Friday 28 December 2012

The wood apple tree

On a warm summer day in 2010, I was reading out a poem about blue lions and gypsy kings and freedom rainbows to a gathering of 300 people. Afterwards a young man walked up to me. He had unruly brown hair and a stylish black jacket. And he had tears in his eyes. "That poem...that's my poem!" he burst out, his tears uninhibitedly running down his cheeks. "I sat and listened to every word.

How did you know we have blue lions in our culture? You spoke of gypsy kings and rainbows and freedom. I am a gypsy and I am looking for my freedom rainbow!"

I don't remember his name and I may never recollect his face again. But I shall always remember his tears. Tears of gratefulness. It may be too much to call it tears of joy. We smiled at each other in a room full of strangers.

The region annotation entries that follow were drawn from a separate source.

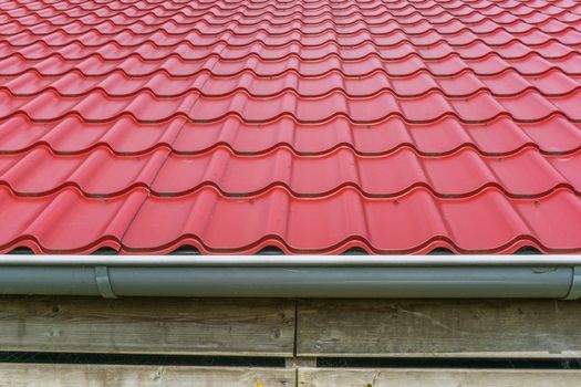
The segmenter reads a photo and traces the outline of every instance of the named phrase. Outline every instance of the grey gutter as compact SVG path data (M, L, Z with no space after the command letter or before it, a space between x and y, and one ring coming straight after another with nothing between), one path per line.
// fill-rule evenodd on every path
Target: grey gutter
M579 299L581 255L1 255L0 294Z

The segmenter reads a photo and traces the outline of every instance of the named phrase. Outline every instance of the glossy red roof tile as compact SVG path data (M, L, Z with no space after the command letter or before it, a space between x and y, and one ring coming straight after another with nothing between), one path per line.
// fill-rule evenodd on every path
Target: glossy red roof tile
M0 98L0 252L581 252L575 1L7 0Z

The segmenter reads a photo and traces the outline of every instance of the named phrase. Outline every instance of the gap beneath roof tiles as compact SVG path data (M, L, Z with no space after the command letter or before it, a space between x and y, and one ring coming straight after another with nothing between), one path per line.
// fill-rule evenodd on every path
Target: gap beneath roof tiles
M34 252L25 247L15 248L8 252L13 255L32 255ZM541 251L533 247L523 247L512 253L513 255L539 255ZM112 248L101 248L95 250L91 255L118 255L118 251ZM190 244L184 244L172 251L169 255L200 255L198 249ZM284 252L277 247L266 247L258 251L255 255L284 255ZM369 253L361 248L352 248L345 250L340 255L369 255ZM427 255L454 255L454 252L449 249L437 248L427 253Z

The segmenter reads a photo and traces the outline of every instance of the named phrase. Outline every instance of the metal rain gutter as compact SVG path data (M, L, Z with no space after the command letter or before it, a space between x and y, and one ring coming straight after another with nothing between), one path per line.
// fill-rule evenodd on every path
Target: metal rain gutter
M581 255L1 255L1 294L581 296Z

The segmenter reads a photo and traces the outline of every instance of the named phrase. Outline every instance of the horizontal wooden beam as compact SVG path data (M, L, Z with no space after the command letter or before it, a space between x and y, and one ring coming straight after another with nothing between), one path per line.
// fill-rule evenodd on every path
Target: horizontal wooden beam
M299 369L299 387L578 387L581 370Z
M0 387L293 387L286 368L0 364Z
M294 302L10 296L0 332L2 351L289 357Z
M579 357L581 302L301 300L298 356Z

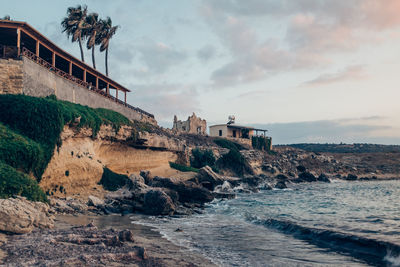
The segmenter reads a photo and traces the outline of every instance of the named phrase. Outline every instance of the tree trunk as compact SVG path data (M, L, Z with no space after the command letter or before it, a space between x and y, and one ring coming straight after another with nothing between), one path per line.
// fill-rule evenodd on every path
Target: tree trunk
M93 62L94 69L96 69L96 60L94 59L94 48L95 47L96 47L95 45L92 46L92 62Z
M79 43L79 48L81 49L81 59L82 59L83 62L85 62L85 57L83 56L83 49L82 49L82 39L81 39L80 36L79 36L78 43Z
M108 76L108 47L106 48L106 75Z

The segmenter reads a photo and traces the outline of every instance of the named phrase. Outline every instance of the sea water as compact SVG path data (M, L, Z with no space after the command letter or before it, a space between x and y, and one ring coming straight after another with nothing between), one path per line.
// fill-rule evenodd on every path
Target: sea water
M134 220L221 266L399 266L399 205L400 181L337 181L239 194L198 215Z

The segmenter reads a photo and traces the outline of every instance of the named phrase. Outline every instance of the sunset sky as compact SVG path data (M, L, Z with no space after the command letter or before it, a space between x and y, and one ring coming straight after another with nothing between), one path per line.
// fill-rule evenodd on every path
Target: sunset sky
M0 16L79 57L60 26L78 4L121 26L110 76L164 127L196 112L209 125L235 115L275 144L400 144L400 0L26 0Z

And then we parted without saying anything more but with the mutual feeling of having connected, however brief. I have seen a similar sort of connection happening between two of my oral narrators some years ago. They were explaining a folk poem to me when they stopped at a verse and picked it apart completely, both of them rushing in with their own version of the meaning of the poem. They were in agreement on what the poem meant but the archaic language of folk poetry had so many layers to it that they were immersed in peeling off the layers and making sure that I could understand it all. But in that process, how they savoured uncovering the essential meanings of those words and tracing their etymological roots! Ah the magnetic magic of words.

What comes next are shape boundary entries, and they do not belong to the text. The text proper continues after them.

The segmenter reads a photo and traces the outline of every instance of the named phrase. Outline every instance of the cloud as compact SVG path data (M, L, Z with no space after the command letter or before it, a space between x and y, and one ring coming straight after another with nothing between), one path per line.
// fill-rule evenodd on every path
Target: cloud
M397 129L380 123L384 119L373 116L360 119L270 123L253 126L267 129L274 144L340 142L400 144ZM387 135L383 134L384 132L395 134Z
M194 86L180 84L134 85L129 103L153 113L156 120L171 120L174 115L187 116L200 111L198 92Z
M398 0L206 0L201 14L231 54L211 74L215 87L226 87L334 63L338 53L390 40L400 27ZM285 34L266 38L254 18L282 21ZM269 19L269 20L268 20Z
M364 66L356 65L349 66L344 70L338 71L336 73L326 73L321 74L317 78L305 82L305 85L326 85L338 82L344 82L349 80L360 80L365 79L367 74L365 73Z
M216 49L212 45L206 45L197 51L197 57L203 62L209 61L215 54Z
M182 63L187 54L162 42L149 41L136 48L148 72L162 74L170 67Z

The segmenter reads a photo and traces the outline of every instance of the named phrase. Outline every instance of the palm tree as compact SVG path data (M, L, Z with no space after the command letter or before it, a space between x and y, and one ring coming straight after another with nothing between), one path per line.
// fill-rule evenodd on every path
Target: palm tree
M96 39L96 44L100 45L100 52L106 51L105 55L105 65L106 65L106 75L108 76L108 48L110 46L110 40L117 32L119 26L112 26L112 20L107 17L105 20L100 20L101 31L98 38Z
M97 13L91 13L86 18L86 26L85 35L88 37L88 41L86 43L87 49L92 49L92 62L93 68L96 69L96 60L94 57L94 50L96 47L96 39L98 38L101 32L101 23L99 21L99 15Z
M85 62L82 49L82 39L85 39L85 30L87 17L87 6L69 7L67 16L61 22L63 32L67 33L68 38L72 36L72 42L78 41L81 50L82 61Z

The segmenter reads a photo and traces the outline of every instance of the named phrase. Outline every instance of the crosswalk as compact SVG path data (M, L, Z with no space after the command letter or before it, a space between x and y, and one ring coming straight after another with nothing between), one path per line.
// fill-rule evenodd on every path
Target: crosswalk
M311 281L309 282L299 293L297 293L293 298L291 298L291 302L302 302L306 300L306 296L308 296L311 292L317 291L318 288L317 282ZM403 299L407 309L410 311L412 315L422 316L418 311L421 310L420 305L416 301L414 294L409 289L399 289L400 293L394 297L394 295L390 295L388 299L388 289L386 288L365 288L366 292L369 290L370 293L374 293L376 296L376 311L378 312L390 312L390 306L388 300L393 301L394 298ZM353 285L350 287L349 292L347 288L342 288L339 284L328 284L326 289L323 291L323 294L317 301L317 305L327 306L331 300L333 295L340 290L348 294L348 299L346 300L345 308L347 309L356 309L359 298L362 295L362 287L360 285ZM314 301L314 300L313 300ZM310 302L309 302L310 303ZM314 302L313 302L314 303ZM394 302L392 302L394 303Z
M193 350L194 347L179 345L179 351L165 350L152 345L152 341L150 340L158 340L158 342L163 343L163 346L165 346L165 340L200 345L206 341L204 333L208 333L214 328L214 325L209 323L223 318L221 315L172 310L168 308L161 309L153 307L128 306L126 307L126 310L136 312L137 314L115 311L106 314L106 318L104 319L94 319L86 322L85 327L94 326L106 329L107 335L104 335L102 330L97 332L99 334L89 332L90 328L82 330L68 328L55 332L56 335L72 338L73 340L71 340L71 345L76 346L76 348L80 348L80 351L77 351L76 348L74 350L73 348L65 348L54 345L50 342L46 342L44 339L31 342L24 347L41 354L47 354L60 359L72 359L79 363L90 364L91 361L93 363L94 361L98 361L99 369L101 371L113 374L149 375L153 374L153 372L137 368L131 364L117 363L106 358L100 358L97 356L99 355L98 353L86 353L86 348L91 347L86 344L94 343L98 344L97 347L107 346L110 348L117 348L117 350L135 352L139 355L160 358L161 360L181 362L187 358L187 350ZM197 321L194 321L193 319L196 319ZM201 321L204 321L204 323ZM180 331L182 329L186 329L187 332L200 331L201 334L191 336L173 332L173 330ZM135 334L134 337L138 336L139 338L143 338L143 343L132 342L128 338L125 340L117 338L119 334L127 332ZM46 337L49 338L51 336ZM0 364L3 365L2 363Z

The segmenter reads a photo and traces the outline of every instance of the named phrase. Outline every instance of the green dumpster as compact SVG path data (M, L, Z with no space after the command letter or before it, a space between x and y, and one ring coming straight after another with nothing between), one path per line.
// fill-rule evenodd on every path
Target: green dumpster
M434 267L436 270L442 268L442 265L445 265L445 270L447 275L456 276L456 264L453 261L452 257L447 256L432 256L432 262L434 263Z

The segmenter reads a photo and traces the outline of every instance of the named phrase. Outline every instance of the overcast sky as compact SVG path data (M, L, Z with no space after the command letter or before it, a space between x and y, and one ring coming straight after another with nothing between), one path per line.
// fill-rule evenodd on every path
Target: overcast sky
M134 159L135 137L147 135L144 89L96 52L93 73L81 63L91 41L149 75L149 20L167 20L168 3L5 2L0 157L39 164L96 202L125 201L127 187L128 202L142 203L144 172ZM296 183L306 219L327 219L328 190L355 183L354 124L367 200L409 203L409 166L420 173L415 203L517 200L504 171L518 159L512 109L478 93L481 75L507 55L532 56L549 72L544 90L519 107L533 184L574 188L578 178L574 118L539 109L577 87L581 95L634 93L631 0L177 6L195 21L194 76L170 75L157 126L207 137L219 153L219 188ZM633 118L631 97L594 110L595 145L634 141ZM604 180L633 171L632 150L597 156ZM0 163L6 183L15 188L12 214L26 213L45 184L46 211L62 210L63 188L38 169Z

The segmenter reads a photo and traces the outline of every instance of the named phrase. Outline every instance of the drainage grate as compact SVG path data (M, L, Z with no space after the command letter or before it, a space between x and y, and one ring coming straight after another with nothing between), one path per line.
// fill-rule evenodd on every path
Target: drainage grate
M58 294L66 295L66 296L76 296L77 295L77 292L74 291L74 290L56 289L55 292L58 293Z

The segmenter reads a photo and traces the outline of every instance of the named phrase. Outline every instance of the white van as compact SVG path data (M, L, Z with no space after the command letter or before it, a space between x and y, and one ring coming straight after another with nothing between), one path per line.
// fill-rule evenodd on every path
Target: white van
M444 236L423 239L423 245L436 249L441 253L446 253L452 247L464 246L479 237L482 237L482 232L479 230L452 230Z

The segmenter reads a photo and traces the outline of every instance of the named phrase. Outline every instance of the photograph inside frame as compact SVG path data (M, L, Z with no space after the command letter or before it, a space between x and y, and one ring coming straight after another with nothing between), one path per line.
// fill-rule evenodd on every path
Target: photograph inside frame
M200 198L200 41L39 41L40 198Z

Sometimes they would have different versions of the same poem and that would put me into a quandary as to which version to use officially. In the end I solved that dilemma by having version one and version two of the one poem. Though they gave me different interpretations, the conclusions of the poem always converged into one idea. That is the beauty of words, the beauty of poetry and of story. The coming together of thought and dream and wisdom. And every poem has a story to it. In the olden days, every folk tale was a poem and therefore the term poem-story could most aptly describe it. And all those stories perhaps came from a mother tree way back in time. Think of that. Imagine a wood apple tree in the middle of a winter forest in our hills. The yellow and red of ripened fruits covering the tree and weighing its branches down. A wood apple tree abundantly fruiting in season. The villagers say that the wood apple bears fruit only every second year. Picture that tree as a mother tree of stories, birthing our stories, bringing them to fruition so anyone who wants may come and pluck them from the tree. Picture all the wood apple trees in the forest as mother trees. And all the wood apples as stories. Billions of trillions of stories.

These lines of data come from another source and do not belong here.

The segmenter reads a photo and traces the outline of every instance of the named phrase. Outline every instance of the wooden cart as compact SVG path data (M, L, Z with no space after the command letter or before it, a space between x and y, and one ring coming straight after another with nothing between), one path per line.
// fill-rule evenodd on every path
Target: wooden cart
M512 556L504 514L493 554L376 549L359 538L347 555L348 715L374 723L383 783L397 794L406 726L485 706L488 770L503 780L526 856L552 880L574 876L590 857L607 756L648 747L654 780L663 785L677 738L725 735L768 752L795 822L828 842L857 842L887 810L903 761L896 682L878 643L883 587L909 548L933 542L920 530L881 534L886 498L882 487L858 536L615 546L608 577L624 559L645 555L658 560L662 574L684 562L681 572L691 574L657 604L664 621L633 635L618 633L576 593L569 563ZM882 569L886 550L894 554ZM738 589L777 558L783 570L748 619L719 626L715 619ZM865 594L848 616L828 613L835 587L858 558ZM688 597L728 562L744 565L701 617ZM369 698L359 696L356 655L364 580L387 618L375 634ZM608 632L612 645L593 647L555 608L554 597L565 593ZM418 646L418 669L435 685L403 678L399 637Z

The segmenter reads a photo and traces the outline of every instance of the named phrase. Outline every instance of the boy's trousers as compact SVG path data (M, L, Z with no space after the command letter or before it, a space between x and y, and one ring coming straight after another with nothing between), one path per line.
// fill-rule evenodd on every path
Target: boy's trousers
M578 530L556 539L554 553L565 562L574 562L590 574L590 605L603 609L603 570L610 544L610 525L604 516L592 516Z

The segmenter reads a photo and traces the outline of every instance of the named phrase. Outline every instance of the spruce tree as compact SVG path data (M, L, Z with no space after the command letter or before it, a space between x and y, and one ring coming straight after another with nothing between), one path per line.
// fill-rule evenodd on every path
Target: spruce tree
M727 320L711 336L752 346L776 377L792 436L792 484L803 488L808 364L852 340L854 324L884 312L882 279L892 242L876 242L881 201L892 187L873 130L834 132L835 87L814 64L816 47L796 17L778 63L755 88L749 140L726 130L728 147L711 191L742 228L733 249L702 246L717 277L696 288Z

I believe in the unity of stories. A Sami singer once said she knew all my stories and for every story that I could tell, she had one that could match mine. And she did. She had a bear story for my bear story, and she had more stone stories than I could recall. The same thing happened with a Berber woman who throat-sang her stories to my stories. Story is the nicest of connectors. Story has been there from the beginning of time and every human being can find shared elements in Story. Like a strand running through all human lives. Like the wood apple tree from which every generation plucks and eats. Without that connection we wither, we slowly become lesser.